The researchers had difficulty dealing with salt efflorescence, the white scabs caused by the buildup of crystallized salts and the enormous amount of gelatine glue remaining on the pulled-off murals.

So microbiology professor Rosa Maria Montes and biologist Pilar Bosch travelled to Italy to learn from the originators about their work using bacteria to remove foreign matter from Italian artworks.

“By the action of gravity and evaporation, the salts of organic matter in decomposition migrate to the paintings and produce a white crust hiding the work of art and sometimes can also cause the loss of the painting layer,” says Bosch.

Back in Valencia, the Spanish team say they “trained” the most suitable strain of Pseudomonas bacteria to literally eat the saline efflorescence found in the lunettes of the vault behind which pigeons nest.

The Spanish scientists reduced the application time and created a new way of using the bacteria.

Bosch said, “In Italy, they use cotton wool to apply the micro-organisms.
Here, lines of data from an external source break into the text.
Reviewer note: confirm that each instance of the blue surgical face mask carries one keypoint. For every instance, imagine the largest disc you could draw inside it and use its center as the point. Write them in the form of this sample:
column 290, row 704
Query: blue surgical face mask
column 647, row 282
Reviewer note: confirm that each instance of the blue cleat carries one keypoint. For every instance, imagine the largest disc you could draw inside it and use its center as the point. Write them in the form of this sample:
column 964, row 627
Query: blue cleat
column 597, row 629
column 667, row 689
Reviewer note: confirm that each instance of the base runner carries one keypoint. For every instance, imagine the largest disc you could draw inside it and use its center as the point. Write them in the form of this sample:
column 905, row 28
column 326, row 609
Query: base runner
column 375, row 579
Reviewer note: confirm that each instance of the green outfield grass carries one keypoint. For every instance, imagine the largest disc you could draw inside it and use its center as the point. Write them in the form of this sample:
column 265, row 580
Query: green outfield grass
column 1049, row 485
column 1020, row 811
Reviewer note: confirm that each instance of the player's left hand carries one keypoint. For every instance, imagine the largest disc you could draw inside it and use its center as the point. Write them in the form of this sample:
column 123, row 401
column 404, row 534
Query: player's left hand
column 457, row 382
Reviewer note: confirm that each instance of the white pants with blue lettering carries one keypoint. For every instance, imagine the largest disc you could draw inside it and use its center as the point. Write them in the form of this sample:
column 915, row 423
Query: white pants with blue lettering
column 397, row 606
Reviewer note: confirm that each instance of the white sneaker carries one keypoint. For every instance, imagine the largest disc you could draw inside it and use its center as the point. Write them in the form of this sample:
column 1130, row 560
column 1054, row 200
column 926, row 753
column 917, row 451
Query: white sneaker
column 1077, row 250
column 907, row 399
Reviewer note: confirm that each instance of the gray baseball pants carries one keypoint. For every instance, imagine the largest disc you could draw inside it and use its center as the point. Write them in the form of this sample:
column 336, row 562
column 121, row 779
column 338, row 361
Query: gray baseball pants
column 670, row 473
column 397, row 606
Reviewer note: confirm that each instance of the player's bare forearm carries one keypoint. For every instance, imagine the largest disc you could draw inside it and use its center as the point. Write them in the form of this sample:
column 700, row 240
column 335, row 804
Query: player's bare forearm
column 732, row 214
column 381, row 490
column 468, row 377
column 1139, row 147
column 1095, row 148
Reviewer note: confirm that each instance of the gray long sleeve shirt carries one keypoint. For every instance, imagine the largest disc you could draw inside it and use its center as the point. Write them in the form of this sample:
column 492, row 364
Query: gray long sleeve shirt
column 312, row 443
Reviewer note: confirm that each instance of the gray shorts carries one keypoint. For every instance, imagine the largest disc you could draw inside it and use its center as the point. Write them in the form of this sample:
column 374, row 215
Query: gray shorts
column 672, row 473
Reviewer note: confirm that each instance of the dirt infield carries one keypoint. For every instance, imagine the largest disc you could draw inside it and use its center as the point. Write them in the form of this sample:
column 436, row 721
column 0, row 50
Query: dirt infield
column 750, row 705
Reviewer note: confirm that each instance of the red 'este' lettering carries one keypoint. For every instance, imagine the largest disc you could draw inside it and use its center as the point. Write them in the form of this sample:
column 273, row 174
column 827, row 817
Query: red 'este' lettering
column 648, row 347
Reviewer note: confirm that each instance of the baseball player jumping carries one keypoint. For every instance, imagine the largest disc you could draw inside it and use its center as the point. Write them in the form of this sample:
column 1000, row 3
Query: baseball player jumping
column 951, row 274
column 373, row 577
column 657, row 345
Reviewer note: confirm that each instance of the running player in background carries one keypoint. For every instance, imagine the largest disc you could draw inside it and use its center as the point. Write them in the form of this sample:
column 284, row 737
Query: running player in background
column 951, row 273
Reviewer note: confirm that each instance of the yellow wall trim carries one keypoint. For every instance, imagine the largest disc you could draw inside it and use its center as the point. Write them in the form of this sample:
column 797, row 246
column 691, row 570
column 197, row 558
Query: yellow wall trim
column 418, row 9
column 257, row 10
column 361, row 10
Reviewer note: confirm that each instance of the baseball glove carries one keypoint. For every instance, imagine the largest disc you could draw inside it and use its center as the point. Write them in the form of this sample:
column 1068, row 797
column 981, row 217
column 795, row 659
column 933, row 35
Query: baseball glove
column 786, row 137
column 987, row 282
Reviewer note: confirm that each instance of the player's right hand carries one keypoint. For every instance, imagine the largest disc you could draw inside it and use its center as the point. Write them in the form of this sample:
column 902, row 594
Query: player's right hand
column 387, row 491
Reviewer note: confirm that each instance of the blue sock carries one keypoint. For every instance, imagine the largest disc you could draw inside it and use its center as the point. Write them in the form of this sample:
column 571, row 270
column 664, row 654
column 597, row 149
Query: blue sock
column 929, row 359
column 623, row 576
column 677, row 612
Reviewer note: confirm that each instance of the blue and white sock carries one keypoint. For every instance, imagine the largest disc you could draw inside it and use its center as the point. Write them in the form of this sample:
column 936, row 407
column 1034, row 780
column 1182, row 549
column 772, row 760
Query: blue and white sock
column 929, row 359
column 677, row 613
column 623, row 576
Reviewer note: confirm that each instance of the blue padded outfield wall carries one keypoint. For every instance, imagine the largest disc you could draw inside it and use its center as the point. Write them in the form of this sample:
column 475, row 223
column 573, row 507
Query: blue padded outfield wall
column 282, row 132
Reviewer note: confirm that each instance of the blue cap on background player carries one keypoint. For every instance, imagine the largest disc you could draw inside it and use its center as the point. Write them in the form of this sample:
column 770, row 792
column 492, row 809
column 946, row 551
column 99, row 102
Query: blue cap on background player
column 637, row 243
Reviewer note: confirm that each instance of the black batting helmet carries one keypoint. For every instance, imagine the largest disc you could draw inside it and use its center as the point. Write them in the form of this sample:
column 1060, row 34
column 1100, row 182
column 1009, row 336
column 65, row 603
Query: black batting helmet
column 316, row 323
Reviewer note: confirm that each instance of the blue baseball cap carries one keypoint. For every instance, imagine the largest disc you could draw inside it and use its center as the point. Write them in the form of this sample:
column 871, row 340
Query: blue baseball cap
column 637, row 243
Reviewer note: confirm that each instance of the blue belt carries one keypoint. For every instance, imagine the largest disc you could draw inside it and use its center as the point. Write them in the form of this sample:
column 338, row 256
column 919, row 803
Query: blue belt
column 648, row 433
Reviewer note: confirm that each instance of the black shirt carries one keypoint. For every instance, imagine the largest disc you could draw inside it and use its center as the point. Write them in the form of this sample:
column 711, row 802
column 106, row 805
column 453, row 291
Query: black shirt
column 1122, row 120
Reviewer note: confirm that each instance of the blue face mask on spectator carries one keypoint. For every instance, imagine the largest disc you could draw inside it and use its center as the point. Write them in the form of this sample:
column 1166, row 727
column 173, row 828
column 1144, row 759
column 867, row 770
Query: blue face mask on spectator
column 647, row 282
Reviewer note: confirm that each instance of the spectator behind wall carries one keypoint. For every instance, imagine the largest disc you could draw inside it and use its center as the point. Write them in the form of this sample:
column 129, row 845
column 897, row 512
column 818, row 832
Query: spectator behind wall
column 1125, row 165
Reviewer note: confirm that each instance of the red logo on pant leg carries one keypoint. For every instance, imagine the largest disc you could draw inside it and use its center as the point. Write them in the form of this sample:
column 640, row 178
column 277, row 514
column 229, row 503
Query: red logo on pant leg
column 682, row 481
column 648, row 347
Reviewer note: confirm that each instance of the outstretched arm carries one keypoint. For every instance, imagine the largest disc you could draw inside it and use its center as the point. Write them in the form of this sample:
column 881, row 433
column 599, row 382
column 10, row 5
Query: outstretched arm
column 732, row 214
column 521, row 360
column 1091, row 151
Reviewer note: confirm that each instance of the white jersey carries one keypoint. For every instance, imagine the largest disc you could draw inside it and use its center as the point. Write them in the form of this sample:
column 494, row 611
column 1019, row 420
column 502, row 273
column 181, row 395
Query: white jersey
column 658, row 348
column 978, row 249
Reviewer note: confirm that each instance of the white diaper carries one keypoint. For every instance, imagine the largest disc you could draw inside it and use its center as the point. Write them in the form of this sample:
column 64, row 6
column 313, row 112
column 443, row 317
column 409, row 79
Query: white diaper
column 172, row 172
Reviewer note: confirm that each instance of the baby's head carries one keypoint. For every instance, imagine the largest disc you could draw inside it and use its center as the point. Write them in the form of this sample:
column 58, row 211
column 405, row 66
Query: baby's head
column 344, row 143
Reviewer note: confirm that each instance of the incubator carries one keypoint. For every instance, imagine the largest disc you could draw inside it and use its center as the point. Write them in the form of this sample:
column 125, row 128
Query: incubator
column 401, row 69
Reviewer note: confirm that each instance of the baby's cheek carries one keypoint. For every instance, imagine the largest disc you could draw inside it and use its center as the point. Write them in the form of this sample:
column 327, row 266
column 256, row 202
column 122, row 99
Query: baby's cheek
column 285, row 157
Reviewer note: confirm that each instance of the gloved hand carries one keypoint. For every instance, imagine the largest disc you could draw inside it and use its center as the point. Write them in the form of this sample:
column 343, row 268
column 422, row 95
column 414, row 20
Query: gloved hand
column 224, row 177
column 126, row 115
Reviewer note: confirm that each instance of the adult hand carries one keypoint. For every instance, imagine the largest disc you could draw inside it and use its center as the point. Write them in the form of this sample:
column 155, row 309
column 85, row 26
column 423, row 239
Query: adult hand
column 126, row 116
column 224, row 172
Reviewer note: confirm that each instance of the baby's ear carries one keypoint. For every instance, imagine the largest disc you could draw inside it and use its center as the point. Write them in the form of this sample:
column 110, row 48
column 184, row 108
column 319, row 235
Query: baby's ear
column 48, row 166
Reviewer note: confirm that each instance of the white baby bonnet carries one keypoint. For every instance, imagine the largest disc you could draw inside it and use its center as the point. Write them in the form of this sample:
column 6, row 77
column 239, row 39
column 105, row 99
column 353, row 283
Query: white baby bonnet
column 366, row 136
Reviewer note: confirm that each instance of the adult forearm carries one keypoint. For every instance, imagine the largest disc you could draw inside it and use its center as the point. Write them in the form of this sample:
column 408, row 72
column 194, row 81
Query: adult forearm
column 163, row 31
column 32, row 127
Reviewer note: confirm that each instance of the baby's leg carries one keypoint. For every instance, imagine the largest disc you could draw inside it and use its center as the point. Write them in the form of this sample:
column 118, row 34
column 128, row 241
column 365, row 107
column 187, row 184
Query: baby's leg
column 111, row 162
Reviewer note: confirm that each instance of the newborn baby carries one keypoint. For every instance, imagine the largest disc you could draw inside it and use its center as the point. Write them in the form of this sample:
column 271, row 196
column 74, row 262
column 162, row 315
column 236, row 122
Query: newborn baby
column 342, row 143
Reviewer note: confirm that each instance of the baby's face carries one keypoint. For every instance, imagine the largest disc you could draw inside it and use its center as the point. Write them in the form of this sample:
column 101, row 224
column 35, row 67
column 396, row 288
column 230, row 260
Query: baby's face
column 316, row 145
We, however, have developed a gel that acts on the surface, which prevents moisture from penetrating deep into the material and causing new problems.”

“After an hour and a half, we remove the gel with the bacteria. The surface is then cleaned and dried. Without a wet environment, the remaining bacteria die,” he explained.

The new method has been tested on two lunettes of the vault in the Church of Santos Juanes and scientists expect to apply it on another two.

The Valencia research project was funded through the R&D support program of the Polytechnic University of Valencia and concluded with Bosch’s doctoral thesis, which received a grant from the Spanish Ministry of Science and Innovation. The scientists are considering partnerships with private businesses.

“After the good results of the tests, we will continue the studies and improve the technique with the aim of transferring it to other surfaces,” said Bosch. “As in nature we find different species of bacteria that feed on almost anything, we are convinced that we can eliminate other substances from different types of materials.”